Other than some token romaine lettuce on the hamburgers, we didn't have a vegetable. I figure if my kids consume an entire "milk chocolate flavored" bunny each at 7:15 a.m., the day is pretty much a loss nutrition-wise anyway.
Oh, and look! I took a picture! Of our actual food!
Look at me, all food bloggy and stuff.
Short version: Lazy sloppy joes, sauteed broccoli/carrots/onion
Long version: I had some ground beef left over from Sunday, so I browned it with diced onion, dumped in barbecue sauce, and served it on the last three buns also leftover from Sunday. Boom.
There was half an onion left after I made the sloppy joes, and I hate storing onion in the refrigerator (so smelly), so I sliced it and cooked it with broccoli and carrots in the pan still on the stove with bacon grease in it from making eggs in the morning.
Short version: London broil, sauteed mushrooms with shallots, mashed potatoes, peas
Long version: When I have large pieces of lean meat like London Broil, my preferred way of cooking it is to sear it in a cast iron pan until it's nice and crusty, but still pretty raw in the middle, then take it out and put it on the cutting board while I make a sauce. Then I slice the meat and add it right back into the sauce to cook a little more. The meat gets coated better that way, and I don't have to worry about overcooking it when it's a whole piece.
The sauce this time was diced shallots, whole grain mustard, a little water, and heavy cream.

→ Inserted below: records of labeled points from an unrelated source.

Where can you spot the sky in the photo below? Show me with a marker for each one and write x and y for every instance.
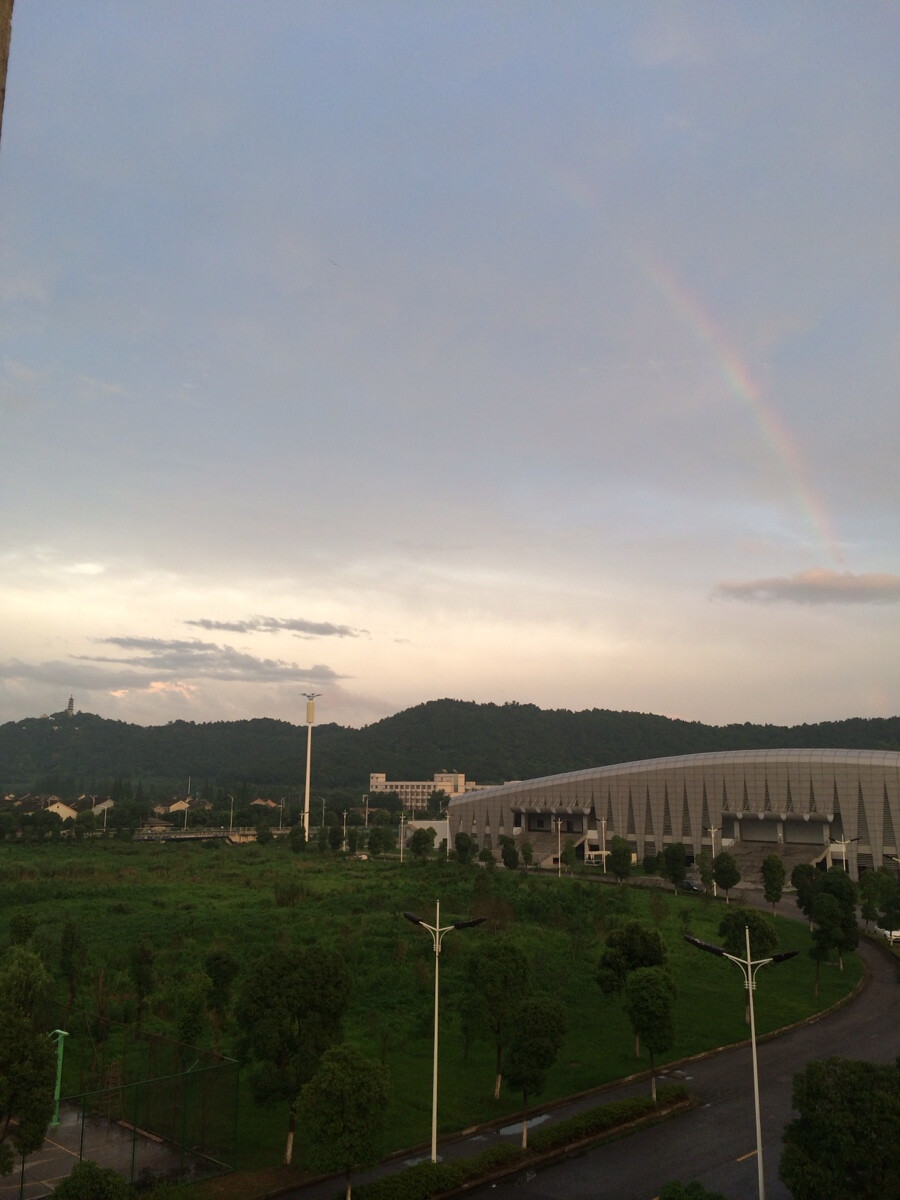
(539, 352)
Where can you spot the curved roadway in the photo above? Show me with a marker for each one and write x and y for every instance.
(714, 1143)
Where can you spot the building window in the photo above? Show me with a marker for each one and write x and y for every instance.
(539, 822)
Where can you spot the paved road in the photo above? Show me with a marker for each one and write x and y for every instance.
(717, 1141)
(715, 1144)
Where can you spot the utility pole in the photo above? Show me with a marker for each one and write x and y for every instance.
(5, 37)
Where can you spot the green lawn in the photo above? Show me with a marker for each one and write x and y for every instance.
(187, 900)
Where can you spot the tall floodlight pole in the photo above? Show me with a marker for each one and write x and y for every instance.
(311, 697)
(437, 936)
(749, 967)
(713, 832)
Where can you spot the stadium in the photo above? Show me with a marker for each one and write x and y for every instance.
(803, 804)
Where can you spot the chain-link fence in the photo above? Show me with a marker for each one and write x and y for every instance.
(159, 1108)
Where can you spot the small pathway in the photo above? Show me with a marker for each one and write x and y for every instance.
(714, 1143)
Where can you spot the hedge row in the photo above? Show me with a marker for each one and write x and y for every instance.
(427, 1180)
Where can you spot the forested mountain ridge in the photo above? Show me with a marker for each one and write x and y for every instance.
(491, 743)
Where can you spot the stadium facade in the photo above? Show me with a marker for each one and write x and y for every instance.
(810, 801)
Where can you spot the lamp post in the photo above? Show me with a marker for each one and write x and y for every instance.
(843, 843)
(437, 936)
(311, 697)
(713, 832)
(749, 967)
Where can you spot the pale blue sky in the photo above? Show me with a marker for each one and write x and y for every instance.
(539, 352)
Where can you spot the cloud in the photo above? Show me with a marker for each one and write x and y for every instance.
(275, 624)
(816, 586)
(156, 664)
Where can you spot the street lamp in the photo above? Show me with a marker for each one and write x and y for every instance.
(713, 832)
(437, 936)
(749, 967)
(843, 843)
(311, 697)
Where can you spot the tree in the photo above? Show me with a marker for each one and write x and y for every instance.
(889, 906)
(142, 972)
(845, 931)
(725, 873)
(72, 957)
(804, 880)
(629, 948)
(496, 981)
(651, 864)
(221, 971)
(763, 937)
(463, 847)
(28, 1059)
(619, 858)
(90, 1181)
(533, 1050)
(773, 879)
(297, 838)
(695, 1191)
(675, 864)
(649, 1003)
(343, 1110)
(291, 1009)
(874, 886)
(844, 1145)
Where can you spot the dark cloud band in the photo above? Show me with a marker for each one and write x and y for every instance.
(276, 624)
(816, 587)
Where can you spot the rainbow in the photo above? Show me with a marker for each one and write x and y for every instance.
(742, 384)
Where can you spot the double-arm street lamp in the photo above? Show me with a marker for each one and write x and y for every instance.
(311, 697)
(437, 935)
(749, 967)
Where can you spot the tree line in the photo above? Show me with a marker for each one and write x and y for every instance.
(490, 743)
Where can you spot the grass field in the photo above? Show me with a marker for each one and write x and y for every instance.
(190, 899)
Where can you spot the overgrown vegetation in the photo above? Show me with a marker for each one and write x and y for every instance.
(205, 921)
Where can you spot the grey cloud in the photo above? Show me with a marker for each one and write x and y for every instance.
(815, 587)
(275, 624)
(156, 660)
(208, 660)
(69, 675)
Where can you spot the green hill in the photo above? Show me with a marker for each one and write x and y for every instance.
(490, 743)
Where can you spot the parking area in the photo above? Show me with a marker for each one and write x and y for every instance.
(113, 1144)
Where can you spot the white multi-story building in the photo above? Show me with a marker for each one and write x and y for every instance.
(414, 793)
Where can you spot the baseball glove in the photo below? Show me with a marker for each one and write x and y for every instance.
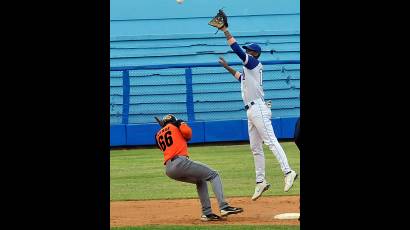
(178, 122)
(220, 20)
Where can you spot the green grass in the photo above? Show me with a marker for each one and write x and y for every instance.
(138, 174)
(214, 227)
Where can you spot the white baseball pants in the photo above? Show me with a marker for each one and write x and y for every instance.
(260, 131)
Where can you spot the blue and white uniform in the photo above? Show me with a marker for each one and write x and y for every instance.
(259, 115)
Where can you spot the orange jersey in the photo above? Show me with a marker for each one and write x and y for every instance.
(173, 140)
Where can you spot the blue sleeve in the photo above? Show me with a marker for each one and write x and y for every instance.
(235, 47)
(251, 62)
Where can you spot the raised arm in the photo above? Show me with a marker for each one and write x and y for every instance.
(248, 61)
(234, 73)
(234, 45)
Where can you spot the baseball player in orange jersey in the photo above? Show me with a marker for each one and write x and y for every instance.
(172, 140)
(259, 123)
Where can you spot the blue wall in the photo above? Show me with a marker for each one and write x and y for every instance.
(202, 131)
(164, 32)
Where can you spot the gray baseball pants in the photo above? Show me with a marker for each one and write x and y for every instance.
(185, 170)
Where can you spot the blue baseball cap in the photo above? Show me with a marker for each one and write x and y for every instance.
(253, 46)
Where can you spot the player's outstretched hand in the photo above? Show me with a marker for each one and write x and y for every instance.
(222, 62)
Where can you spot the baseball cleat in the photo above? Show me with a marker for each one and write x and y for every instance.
(230, 210)
(210, 217)
(290, 177)
(259, 189)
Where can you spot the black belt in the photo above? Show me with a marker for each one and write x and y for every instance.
(247, 106)
(176, 156)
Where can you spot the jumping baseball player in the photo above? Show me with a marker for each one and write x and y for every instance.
(259, 123)
(172, 140)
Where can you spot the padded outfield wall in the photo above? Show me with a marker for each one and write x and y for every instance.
(162, 32)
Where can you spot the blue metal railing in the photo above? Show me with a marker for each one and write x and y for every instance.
(188, 79)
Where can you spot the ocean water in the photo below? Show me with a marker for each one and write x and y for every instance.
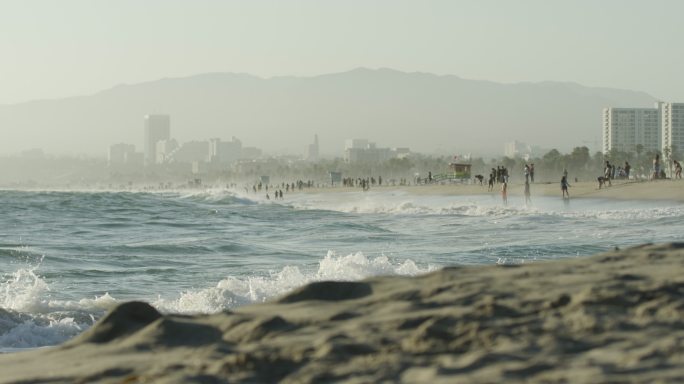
(67, 257)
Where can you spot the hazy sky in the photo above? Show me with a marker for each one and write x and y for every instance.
(71, 47)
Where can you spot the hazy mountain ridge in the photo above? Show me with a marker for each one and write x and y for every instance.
(423, 111)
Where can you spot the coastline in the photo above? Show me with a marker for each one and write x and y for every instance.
(658, 190)
(612, 317)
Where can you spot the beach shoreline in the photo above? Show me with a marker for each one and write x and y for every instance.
(643, 190)
(612, 317)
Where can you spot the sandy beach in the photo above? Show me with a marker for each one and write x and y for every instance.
(613, 317)
(658, 190)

Short version: All roasted things--Chicken thighs, carrots, potatoes, bell peppers/onions; and cannellini beans
Long version: You may have noticed that this is the first time since I've been doing these posts that I have ever cooked chicken. That's because I never buy chicken. I find chicken to be kind of a grody meat in general to deal with, and that goes double for grocery store chicken. The kids like it, though, and I happened to be at the grocery store yesterday where chicken thighs were on sale, so I got a package. I just seasoned them with salt and random Italian seasoning mix, put them right on top of a pan of carrot and potato chunks, and roasted it all along with another pan of bell peppers and onions.
The beans are so easy, but so good. Quickly cook a couple of cloves of mashed garlic in a couple of tablespoons of olive oil, add a can of rinsed and drained cannellini beans and some kind of herb (thyme, oregano, basil . . . this time I used the same random Italian herb mix). When it's all heated, it's done. I love these. So do Cubby and Jack.
Short version: Pork chops, baked potatoes, cabbage and onions, baked apples
Long version: After I browned the pork chops in a cast iron pan on the stove (salt, pepper, garlic powder, and lots of paprika), they went in the oven on a half-sheet pan to finish cooking along with the baked potatoes. There was quite a lot of spice crust on the bottom of the cast iron pan, so I fried a sliced onion and some cabbage in there to take on the flavors. The boys ate their cabbage raw. Crazy kids.
Okay, your turn! What'd you eat this week?